Le kapo donna un grand coup de chaussures à même le ventre du membre du kommando épuisé et disparu aussi vite qu'il était arrivé. Ils étaient bien assez à tourner par ici et le SS Tomlinson n'était pas loin, ce serait à lui d'infliger la punition. Harold le prit en pitié un instant avant de se pencher sur le corps qu'il se devait de déplacer à son tour. Ce corps de femme dénudée. Ce corps de jeune fille. Ce corps attaché à ce visage, similaire au sien en tout point.
D'abord, il y eut le doute.
Puis très rapidement, la compréhension.
Avant que la douleur et la panique ne prennent le dessus.
Son espoir s'envolait en fumée, au gré des flammes qui étaient visibles aux alentours. Harold n'était déjà plus que pierre. Et tout ce qu'il avait essayé de retenir jusque là s'effondra lorsque ses genoux touchèrent le sol. Il l'avait cherché pendant des heures, des jours. Sa seule raison de ne pas flancher avait été de se dire que sans doute, elle était ici, quelque part autour de lui. Et ce soir, alors qu'il accomplissait la pire de toutes les tâches qu'on lui avait donné depuis son arrivée au camp, il tombait sur son cadavre. Pire, on lui demandait de porter son corps sans vie et ça, Harold le refusa entièrement.
Il ne s'en rendit même pas compte, mais le hurlement qu'il poussa à ce moment là déchira tout sur son passage. Tout le monde se retourna sur cet homme agenouillé qui pleurait devant le corps nu d'une jeune femme. Tout le monde, ses supérieurs y compris. Mais il s'en moqua. Il se moqua de tout. Parce qu'à l'instant même où il avaient reconnu Gemma, malgré ses yeux exorbités et ses cheveux rasés de près, Harold avait su que rien ne serait jamais plus pareil. On lui avait arraché une partie de son cœur, on lui avait fait subir la pire des tortures du monde et personne ne pourrait remplacer un jour le morceau de lui qui venait de le quitter. Il n'était plus que décomposition sur ce sol humide, froid et piétiné.
Ce serait mentir que de dire qu'il n'avait pas senti Tomlinson le pousser au sol en arrivant près de lui. Ce serait mentir que de dire qu'il n'avait pas vu son regard, lorsqu'il avait compris qu'Harold et la jeune fille devant lui étaient du même sang. Ce serait mentir que de dire qu'il en avait quelque chose à foutre.
« Vous là, prenez celle là et emmenez là aux fosses. Plus vite que ça ! »

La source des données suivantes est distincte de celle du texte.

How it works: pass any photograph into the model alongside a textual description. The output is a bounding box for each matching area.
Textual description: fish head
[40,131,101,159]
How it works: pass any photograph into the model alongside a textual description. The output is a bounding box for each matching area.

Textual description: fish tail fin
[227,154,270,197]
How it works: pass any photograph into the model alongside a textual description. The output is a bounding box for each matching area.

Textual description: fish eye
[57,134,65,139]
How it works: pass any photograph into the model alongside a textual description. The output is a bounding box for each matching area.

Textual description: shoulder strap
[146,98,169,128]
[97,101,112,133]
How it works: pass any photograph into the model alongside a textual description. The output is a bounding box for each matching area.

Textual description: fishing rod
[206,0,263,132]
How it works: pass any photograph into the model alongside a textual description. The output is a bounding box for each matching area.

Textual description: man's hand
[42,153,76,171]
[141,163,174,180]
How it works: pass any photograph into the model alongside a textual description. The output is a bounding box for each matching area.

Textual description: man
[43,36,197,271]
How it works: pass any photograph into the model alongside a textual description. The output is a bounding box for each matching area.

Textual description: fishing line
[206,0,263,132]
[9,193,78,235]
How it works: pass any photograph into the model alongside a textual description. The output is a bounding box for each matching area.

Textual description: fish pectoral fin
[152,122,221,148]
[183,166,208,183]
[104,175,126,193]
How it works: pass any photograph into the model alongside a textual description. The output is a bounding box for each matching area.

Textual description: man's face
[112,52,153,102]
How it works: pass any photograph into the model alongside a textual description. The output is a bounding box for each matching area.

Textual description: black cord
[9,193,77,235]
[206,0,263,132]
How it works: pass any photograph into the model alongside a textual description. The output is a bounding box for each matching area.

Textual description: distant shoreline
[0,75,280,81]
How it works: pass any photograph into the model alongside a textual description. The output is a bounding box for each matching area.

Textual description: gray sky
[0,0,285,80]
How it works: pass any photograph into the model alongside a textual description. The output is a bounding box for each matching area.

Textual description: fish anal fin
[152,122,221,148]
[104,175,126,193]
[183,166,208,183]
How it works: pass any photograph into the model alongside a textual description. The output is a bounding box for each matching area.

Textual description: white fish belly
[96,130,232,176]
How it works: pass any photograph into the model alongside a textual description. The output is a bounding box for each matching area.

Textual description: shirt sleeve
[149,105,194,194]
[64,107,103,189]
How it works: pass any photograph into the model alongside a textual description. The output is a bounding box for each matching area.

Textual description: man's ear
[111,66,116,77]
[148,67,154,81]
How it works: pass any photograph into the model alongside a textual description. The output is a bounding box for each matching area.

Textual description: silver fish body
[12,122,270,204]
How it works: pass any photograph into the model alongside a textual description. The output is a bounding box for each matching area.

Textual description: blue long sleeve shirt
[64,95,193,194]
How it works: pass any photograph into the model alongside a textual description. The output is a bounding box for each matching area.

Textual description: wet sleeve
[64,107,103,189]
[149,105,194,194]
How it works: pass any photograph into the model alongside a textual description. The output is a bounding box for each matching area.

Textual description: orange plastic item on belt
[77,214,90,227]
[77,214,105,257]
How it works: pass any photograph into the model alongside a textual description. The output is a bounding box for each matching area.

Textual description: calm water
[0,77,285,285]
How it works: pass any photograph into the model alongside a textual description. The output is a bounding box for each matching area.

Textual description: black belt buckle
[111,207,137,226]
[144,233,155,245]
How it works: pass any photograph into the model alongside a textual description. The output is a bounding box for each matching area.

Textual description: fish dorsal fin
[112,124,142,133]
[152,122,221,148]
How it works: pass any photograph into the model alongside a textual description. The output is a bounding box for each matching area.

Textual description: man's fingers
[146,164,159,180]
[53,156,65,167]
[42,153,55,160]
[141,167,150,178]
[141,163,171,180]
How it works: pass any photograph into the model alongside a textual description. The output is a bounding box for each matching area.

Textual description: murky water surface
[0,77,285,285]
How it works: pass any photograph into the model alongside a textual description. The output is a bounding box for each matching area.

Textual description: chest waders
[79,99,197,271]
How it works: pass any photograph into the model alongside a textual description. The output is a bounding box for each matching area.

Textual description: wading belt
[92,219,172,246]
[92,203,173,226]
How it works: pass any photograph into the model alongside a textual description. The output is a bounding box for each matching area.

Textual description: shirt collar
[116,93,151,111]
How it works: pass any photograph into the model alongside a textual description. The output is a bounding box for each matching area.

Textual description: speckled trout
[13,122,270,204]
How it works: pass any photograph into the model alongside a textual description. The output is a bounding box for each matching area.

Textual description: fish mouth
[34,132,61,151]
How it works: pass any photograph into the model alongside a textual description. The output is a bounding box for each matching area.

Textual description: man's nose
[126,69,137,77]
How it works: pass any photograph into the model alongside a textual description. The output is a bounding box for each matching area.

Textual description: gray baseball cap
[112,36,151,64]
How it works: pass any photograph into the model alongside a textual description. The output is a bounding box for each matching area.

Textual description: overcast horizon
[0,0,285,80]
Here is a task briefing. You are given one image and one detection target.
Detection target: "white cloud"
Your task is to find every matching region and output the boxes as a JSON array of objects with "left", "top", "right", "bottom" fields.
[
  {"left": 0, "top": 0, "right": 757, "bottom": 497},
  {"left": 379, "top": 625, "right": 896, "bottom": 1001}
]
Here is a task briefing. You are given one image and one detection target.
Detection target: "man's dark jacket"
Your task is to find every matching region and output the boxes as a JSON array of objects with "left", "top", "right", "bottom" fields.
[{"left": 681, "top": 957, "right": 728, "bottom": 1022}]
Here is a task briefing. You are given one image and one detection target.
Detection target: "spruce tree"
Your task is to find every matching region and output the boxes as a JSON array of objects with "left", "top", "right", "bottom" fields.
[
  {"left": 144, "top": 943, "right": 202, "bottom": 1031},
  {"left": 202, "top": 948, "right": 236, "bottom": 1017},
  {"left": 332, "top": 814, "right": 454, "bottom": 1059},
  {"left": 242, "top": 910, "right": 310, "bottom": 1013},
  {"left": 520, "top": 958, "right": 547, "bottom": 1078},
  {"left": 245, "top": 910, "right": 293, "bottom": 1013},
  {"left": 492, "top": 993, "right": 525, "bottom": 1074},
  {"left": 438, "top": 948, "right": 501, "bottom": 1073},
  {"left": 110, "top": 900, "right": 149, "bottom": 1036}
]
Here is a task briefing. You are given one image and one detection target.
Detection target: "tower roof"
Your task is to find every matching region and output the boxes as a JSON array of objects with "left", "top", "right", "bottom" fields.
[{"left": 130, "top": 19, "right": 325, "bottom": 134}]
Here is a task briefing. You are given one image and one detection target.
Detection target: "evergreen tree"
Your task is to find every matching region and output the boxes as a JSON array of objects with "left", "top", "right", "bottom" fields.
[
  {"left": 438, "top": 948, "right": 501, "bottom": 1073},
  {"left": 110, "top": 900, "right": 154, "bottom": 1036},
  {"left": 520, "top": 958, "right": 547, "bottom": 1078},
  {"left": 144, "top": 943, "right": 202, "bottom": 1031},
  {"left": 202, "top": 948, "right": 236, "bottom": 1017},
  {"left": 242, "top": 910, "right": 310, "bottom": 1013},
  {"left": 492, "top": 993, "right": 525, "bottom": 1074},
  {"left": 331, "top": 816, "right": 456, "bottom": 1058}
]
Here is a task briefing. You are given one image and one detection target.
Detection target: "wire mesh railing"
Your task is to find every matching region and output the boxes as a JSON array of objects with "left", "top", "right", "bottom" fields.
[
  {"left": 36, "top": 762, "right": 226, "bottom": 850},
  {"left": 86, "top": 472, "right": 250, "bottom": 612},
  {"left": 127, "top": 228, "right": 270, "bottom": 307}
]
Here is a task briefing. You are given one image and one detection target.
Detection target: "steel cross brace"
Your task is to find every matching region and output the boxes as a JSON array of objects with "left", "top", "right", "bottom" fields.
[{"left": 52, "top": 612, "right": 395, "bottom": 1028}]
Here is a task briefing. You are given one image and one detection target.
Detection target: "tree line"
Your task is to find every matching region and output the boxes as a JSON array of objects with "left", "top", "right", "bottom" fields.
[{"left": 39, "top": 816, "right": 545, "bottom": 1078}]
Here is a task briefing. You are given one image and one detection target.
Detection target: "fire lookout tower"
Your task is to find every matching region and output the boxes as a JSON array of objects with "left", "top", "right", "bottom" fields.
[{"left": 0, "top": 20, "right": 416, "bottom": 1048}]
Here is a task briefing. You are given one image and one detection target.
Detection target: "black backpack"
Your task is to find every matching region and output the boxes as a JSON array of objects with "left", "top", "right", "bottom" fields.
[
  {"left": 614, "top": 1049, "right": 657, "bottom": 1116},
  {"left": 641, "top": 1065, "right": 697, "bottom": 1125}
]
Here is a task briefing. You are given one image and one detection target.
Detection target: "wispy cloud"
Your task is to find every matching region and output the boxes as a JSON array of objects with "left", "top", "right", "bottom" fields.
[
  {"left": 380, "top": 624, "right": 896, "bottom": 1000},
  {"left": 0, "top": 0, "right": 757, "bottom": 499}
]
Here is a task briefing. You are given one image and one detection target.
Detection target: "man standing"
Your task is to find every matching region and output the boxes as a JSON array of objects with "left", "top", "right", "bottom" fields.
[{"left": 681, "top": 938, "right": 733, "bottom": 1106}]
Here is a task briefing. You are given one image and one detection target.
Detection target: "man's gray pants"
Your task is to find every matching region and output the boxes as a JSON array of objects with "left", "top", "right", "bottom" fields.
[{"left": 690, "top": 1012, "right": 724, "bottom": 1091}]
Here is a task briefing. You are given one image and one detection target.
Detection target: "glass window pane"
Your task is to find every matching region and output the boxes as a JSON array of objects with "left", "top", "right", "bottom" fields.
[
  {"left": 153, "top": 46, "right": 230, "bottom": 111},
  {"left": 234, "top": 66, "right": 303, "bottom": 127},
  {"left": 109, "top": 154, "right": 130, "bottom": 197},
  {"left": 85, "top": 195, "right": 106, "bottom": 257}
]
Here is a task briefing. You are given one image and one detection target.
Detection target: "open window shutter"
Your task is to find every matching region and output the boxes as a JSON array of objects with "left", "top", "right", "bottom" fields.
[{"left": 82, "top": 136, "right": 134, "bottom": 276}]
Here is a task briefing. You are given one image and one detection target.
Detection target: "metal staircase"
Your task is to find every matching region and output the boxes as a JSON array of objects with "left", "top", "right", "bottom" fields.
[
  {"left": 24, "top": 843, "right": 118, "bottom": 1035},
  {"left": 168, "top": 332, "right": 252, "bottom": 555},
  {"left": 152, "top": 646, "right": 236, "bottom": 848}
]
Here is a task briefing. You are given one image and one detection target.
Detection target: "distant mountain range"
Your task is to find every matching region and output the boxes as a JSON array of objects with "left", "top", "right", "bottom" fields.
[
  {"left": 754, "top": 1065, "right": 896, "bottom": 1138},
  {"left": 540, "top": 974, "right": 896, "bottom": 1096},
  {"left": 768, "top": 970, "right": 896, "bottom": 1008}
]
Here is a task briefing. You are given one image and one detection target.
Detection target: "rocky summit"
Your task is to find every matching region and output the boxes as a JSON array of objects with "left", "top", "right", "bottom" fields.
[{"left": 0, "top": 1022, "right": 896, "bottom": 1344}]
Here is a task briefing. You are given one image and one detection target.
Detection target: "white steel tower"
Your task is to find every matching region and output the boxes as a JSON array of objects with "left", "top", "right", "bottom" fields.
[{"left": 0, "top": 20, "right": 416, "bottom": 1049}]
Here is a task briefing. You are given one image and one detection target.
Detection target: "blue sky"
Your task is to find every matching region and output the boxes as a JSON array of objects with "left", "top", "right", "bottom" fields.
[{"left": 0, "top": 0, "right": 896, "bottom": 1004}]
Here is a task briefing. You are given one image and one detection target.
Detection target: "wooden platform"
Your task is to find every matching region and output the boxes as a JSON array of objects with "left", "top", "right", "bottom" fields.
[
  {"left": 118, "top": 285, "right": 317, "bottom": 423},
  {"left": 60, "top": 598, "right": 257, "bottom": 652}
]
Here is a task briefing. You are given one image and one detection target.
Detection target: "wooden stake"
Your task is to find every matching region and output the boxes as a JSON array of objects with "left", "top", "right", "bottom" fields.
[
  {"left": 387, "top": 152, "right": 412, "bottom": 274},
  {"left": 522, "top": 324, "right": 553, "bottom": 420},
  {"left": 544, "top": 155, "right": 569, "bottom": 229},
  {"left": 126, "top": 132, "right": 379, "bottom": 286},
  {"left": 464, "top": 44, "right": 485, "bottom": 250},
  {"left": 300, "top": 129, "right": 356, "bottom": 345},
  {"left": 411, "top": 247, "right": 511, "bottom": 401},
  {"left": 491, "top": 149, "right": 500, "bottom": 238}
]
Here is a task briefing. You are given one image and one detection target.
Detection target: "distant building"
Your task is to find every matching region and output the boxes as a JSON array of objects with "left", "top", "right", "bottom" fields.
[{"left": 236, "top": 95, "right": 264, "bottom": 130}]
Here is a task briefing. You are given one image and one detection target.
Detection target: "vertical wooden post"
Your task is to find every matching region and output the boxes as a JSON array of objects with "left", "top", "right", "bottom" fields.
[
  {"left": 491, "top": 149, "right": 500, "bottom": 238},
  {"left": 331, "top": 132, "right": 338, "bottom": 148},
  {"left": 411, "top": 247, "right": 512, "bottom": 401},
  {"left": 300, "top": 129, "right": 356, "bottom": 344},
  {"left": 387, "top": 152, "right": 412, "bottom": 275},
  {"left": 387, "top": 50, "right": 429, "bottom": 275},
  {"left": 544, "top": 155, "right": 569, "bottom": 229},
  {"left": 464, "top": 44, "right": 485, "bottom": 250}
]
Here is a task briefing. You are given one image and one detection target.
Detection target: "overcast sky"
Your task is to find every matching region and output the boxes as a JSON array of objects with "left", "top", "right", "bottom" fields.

Sans aucun pouvoir, alors qu'il continuait de crier et que les larmes ne se tarissaient pas, Harold vit l'homme la prendre par les hanches comme une vulgaire poupée et son regard plongea au fond des yeux de sa défunte sœur. Ils n'avaient plus cet éclat de malice et de joie. Ils n'avaient plus cette douceur et cet espoir permanent. A la place, il n'y avait plus que deux orbes vides et désaxés qui regardaient Harold comme s'ils lui juraient de se rappeler à son bon souvenir jusqu'à la fin de sa propre vie.
« Lève-toi sale chien ! »
Ce devait être à lui que le SS Tomlinson parlait, mais Harold s'en moqua éperdument. A dire vrai, on aurait pu lui coller un canon entre les deux yeux à cet instant même qu'il n'en aurait pas plus tenu cas. Etait-ce parce qu'il aurait préféré mourir sur le champ ou parce que seul le corps de Gemma dansait encore devant ses yeux ? Il n'aurait su le dire. Il n'aurait su même y réfléchir. Rien ne lui importait, pas même la violence avec laquelle on lui attrapa la nuque, pour le trainer à travers le camp. Que ce SS le tue, que pouvait-il bien en avoir à faire maintenant que le corps de sa sœur le hanterait à jamais.
Le trajet lui sembla durer tout juste dix secondes, mais en réalité, il aurait pu s'en écouler mille que l'effet aurait été le même. Jeté dans un bureau qu'il connaissait mieux désormais, Harold ne sut plus quoi dire, quoi faire. Il était seul dans une pièce avec le SS Tomlinson, celui là même qui changeait d'humeur comme de chemise, celui là même qui n'attendait sans doute que le moindre faux pas pour le viser à bout portant. Après le scandale qu'il venait de faire, Harold s'attendit à rejoindre sa Gemma au plus vite. Il allait être puni et en moins de temps qu'il ne l'aurait cru, il allait la retrouver au paradis.
« Elle était de ta famille ? »
C'était doux, presque attendrissant. Bien loin de la balle qu'attendait le jeune homme encore en état de choc. Harold ne put que secouer la tête, sans qu'aucun mot ne quitte ses lèvres. Puis, quand il vit Tomlinson s'agenouiller près de lui et le regarder avec une tendresse encore jamais décelée au sein de ce camp, il se dit que certaines choses n'étaient pas faites pour être expliquées. Comme le fait de se retrouver dans les bras d'un soldat nazi, à pleurer la mort de sa sœur juive.
« Laisse-toi aller. »
Parce qu'il ne voulait et ne le pouvait pas, Harold ne tenta pas même de se dégager des bras du soldat qui l'entourèrent. Si cet homme était capable d'avoir un si beau regard, il ne pouvait pas être totalement mauvais. Et même s'il l'était, peu lui importait. A cet instant précis, il était la présence dont Harold avait à tout prix besoin pour ne pas flancher. Pas celui qui l'avait traîné dans la boue quelques secondes auparavant. Le SS Tomlinson était celui qu'il lui fallait, ce soir.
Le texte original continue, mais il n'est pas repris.